Posted on November 8, 2004 in Campaign 2004 Folly Watch Geocaching
On the eve of the election, while the real criminals were rigging the election to offset the 55 to 44 pre-election poll that showed Dubya a decided loser, Los Angeles Police panicked at the site of a geocacher looking for a cache at LAX. Here, from http://www.socalgeocachers.com is the story from the geocacher:
November 1 by Otter and Lemur (321 found)
The Los Angeles International Airport Police, in whose custody I just spent the last four hours — much of it handcuffed and in the back of a patrol car or in a holding cell — would like this cache, which was located in a restricted area on a closed road next to the airport proper, archived NOW.

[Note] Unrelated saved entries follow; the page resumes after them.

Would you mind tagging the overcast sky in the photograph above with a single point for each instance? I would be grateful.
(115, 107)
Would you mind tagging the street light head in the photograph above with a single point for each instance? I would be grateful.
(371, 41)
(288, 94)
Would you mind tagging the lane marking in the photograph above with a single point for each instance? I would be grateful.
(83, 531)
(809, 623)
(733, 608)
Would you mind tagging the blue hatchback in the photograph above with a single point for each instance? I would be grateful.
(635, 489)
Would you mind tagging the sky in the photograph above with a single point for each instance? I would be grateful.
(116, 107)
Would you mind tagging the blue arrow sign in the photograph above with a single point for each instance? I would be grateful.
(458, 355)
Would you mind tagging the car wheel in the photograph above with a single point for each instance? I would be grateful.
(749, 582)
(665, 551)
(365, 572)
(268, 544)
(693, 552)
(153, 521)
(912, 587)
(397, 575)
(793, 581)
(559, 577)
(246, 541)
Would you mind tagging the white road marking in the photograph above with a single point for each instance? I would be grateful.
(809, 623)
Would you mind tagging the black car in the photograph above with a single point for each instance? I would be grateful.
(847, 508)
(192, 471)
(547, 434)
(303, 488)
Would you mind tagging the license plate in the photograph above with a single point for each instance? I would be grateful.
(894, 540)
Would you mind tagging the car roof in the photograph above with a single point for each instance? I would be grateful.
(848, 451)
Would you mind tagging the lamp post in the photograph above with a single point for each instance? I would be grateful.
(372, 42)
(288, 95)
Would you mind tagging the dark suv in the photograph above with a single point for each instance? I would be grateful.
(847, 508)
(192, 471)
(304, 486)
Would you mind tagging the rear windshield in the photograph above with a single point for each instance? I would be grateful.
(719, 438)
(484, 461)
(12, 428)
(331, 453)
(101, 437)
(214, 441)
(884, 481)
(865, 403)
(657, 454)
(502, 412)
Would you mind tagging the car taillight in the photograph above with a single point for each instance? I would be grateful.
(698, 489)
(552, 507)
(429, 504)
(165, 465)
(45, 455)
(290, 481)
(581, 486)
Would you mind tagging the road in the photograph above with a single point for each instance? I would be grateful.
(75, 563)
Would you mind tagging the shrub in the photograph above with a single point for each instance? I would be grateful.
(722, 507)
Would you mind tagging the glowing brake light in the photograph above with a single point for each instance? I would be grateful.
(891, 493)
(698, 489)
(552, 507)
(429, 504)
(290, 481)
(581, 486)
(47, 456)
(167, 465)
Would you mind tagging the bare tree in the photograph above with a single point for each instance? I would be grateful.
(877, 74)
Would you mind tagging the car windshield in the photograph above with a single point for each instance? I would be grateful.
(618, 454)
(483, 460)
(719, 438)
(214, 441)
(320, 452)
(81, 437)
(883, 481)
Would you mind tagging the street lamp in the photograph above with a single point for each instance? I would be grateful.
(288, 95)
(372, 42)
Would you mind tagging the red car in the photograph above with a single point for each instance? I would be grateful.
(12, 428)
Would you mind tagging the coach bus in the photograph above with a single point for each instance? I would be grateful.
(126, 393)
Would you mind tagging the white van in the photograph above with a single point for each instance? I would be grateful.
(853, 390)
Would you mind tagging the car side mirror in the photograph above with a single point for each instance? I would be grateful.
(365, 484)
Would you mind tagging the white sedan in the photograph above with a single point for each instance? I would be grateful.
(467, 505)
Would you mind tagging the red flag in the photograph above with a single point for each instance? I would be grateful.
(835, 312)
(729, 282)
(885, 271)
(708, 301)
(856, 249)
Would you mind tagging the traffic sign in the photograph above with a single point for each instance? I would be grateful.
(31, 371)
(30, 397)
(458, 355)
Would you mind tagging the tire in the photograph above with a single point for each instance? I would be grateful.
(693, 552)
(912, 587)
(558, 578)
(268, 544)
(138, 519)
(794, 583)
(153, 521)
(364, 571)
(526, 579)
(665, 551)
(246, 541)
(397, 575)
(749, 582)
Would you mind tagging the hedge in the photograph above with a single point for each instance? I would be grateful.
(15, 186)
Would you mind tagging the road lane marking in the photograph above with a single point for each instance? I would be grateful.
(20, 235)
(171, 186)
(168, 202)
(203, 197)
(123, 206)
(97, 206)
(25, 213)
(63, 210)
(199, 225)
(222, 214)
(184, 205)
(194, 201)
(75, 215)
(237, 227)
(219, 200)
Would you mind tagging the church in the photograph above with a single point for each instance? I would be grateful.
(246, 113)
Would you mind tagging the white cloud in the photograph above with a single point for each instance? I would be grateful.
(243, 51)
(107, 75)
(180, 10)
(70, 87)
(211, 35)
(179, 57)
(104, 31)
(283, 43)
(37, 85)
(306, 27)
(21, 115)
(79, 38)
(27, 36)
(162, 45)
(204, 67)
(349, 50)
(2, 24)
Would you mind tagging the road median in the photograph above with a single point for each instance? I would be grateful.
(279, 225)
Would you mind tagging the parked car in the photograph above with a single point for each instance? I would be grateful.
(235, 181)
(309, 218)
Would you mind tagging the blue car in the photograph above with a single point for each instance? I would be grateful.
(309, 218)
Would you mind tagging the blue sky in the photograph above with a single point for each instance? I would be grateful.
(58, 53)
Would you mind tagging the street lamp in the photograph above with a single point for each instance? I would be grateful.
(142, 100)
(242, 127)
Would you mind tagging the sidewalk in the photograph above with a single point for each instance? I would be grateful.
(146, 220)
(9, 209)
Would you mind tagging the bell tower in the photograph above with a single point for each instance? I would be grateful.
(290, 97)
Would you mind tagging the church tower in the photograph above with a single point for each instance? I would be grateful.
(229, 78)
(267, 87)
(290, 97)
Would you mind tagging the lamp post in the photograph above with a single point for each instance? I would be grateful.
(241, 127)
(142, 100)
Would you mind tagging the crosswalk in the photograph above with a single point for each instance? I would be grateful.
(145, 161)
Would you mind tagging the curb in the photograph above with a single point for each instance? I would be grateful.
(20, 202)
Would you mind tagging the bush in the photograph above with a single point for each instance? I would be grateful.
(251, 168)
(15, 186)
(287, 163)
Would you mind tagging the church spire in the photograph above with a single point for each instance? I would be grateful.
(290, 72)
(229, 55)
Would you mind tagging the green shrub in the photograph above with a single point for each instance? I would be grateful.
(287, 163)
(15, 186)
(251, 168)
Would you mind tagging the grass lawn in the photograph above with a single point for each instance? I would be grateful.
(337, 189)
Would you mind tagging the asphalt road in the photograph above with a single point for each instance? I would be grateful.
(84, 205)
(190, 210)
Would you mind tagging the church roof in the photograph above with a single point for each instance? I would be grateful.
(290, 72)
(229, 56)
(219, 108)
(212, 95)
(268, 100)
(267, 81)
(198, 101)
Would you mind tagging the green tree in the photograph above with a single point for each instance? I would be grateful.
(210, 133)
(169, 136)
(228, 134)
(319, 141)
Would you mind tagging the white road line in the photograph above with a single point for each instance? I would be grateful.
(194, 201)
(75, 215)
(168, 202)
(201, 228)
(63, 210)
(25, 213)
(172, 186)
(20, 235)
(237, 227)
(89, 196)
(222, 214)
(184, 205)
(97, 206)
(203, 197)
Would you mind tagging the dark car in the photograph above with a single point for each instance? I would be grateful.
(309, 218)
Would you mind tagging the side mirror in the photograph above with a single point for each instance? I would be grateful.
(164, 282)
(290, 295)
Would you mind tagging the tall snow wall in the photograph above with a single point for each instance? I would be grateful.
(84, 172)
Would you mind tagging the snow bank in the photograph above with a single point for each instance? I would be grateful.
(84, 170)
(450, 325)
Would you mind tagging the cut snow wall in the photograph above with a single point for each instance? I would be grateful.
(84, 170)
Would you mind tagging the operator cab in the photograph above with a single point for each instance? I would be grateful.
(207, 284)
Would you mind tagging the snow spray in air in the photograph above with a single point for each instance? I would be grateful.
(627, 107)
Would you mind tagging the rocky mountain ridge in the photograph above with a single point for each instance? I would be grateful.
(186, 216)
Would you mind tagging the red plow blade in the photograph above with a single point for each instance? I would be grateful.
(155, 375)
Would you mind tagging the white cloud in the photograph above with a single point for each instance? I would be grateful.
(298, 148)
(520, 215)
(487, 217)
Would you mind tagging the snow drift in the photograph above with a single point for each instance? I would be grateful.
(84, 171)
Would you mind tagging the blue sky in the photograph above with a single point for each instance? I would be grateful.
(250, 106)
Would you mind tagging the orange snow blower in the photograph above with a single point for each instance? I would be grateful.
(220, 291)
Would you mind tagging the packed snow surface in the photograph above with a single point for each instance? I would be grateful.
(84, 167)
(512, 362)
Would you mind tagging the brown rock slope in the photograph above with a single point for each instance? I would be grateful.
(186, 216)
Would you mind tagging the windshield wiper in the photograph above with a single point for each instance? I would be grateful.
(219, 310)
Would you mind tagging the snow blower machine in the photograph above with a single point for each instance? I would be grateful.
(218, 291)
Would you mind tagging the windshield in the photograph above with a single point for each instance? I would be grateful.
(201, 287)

I could give MUCH more detail, but suffice it to say that after finding the cache and strolling off down the closed-off road next to the airport, I was spotted by two uniformed LAPD motorcycle officers, who detained me, then called in the cavalry; at one point I believe there were about ten cars present, all there for me. The FBI eventually showed up as well. None of them had heard of geocaching, although I did eventually get them to go to geocaching.com and read about the hobby; I think the pages they printed off from the site were what eventually got them to realize I wasn’t a terrorist. It was a close thing, though, from what I was able to glean from eavesdropping. I am, frankly, amazed that I’m not under arrest instead of sitting here in my hotel room frantically writing a “should be archived” message.

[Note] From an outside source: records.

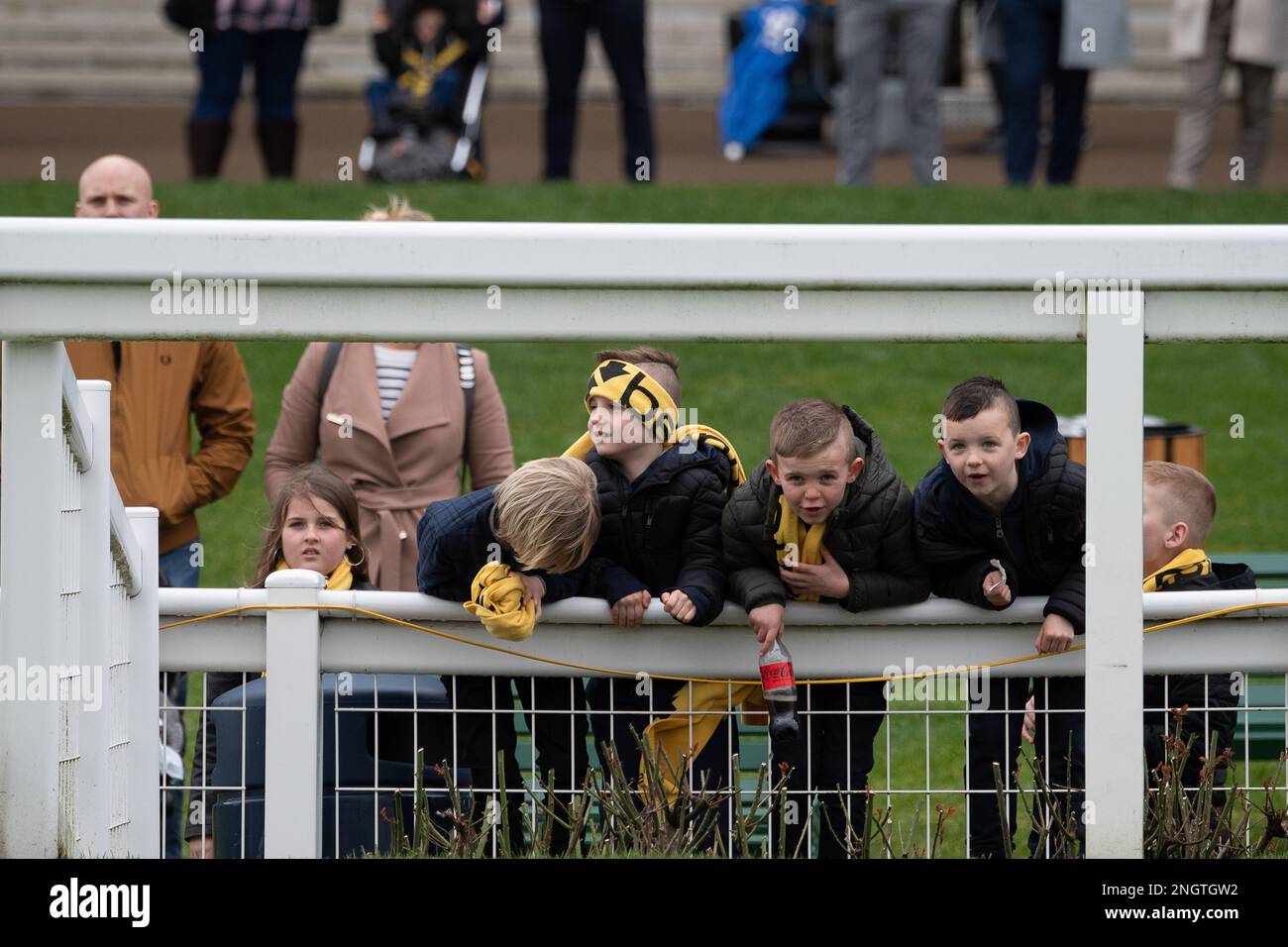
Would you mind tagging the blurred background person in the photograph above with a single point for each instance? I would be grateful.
(1055, 43)
(565, 27)
(862, 34)
(1209, 35)
(268, 34)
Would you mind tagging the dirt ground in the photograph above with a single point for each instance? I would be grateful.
(1128, 146)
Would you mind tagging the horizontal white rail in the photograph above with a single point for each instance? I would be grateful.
(825, 641)
(349, 279)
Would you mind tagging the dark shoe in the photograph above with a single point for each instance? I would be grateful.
(277, 146)
(206, 145)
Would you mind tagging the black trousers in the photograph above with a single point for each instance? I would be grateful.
(833, 758)
(996, 736)
(558, 731)
(565, 27)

An airport perimeter the night before a national election is, evidently, a bad place to be found strolling blithely around with a GPSr in hand.
To make a long story short, none of the law enforcement authorities were amused by a geocache located in an area marked “restricted area, no loitering”, right next to the airport. They were astonished and amazed by the sheer number of finds; they photocopied BOTH logbooks. EVERY SINGLE PAGE of both logbooks. They also examined all the travel bugs. Then they did it all over again. They were very, very, very thorough. I was one scared cacher.

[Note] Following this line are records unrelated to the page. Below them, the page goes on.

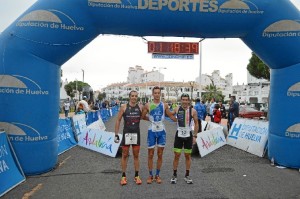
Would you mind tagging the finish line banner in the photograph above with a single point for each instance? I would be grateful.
(11, 173)
(65, 136)
(249, 135)
(210, 140)
(100, 141)
(167, 56)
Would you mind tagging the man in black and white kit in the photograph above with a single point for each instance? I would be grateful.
(131, 114)
(184, 139)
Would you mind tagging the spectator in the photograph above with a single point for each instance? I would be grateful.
(211, 109)
(217, 114)
(222, 109)
(233, 110)
(67, 107)
(82, 106)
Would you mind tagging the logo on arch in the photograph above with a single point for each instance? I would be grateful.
(49, 19)
(239, 7)
(283, 28)
(294, 91)
(293, 131)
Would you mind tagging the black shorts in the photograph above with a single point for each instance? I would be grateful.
(138, 140)
(186, 143)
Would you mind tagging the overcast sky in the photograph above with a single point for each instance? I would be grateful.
(106, 60)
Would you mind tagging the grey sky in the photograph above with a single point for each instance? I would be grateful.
(107, 58)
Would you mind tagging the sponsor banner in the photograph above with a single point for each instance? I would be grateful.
(98, 125)
(100, 141)
(212, 125)
(210, 140)
(203, 125)
(79, 124)
(11, 173)
(65, 136)
(249, 135)
(189, 6)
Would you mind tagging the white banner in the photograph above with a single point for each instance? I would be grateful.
(249, 135)
(210, 140)
(100, 141)
(97, 125)
(79, 124)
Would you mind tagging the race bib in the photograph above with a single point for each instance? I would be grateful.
(157, 126)
(183, 132)
(130, 138)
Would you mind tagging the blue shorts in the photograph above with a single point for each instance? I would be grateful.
(156, 138)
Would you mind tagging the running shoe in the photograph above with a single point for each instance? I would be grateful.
(158, 180)
(188, 180)
(123, 181)
(137, 180)
(150, 180)
(173, 180)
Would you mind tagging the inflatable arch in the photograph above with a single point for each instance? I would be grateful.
(33, 48)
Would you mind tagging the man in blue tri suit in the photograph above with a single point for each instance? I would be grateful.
(131, 114)
(184, 139)
(156, 131)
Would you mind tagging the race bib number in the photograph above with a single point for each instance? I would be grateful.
(157, 126)
(130, 138)
(183, 132)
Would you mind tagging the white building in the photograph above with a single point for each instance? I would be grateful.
(223, 84)
(137, 75)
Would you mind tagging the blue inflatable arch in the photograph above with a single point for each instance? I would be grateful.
(33, 48)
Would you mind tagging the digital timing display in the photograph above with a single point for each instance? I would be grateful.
(173, 47)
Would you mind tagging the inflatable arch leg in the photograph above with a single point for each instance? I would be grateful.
(34, 47)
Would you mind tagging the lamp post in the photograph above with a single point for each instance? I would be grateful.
(192, 83)
(82, 75)
(200, 70)
(159, 74)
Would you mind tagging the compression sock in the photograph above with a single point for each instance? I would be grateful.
(157, 172)
(187, 172)
(150, 173)
(175, 173)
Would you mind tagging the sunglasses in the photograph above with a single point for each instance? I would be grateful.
(185, 95)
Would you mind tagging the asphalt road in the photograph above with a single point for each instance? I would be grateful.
(225, 173)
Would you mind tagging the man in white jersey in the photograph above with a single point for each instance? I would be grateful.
(156, 131)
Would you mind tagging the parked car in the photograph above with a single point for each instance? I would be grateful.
(248, 112)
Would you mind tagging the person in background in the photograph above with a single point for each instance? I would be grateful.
(211, 109)
(67, 107)
(82, 106)
(217, 114)
(222, 109)
(233, 110)
(201, 113)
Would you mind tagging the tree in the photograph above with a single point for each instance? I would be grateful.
(212, 91)
(257, 68)
(101, 96)
(70, 88)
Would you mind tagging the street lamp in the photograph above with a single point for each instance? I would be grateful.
(192, 83)
(159, 74)
(82, 75)
(200, 70)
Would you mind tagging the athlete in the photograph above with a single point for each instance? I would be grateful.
(131, 114)
(156, 131)
(184, 138)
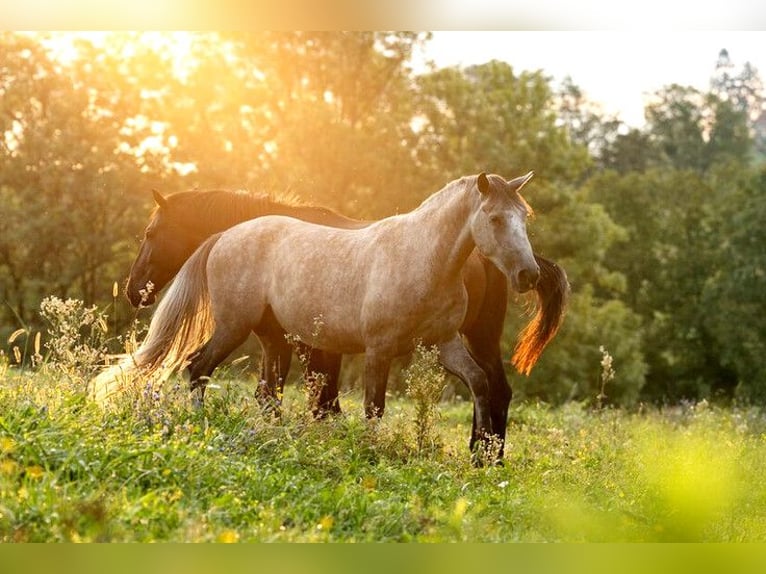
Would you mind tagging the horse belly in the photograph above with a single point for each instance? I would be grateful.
(414, 313)
(317, 298)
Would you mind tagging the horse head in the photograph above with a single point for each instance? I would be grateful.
(499, 228)
(166, 245)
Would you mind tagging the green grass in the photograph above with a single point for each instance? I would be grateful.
(159, 471)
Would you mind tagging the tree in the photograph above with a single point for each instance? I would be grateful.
(488, 118)
(735, 294)
(693, 130)
(67, 184)
(672, 221)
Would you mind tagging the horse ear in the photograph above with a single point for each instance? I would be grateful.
(518, 182)
(483, 183)
(159, 200)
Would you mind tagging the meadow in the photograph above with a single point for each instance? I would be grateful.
(152, 469)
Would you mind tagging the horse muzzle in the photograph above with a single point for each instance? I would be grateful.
(526, 278)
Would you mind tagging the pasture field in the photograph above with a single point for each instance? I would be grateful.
(155, 470)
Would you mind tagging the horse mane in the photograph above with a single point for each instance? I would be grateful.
(552, 292)
(220, 208)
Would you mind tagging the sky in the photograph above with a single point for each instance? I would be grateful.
(617, 69)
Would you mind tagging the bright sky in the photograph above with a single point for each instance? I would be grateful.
(618, 69)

Then, when they finally let me go, they had me take the cache, and ALL the bugs, and told me not to let it be found near the airport again. I’m catching a plane home to Vermont in a few hours, so unfortunately that means that all the bugs, even the ones that wanted to visit California or points south or west, are unfortunately going to get a November trip to Vermont.
So, please, so no one else goes looking for this missing cache and gets busted as well, please ARCHIVE THIS ONE NOW.
Thank you.
— Lemur
While I understand the concern, they bagged the wrong guy with the wrong kind of electronics. The terrorists seized control by other means.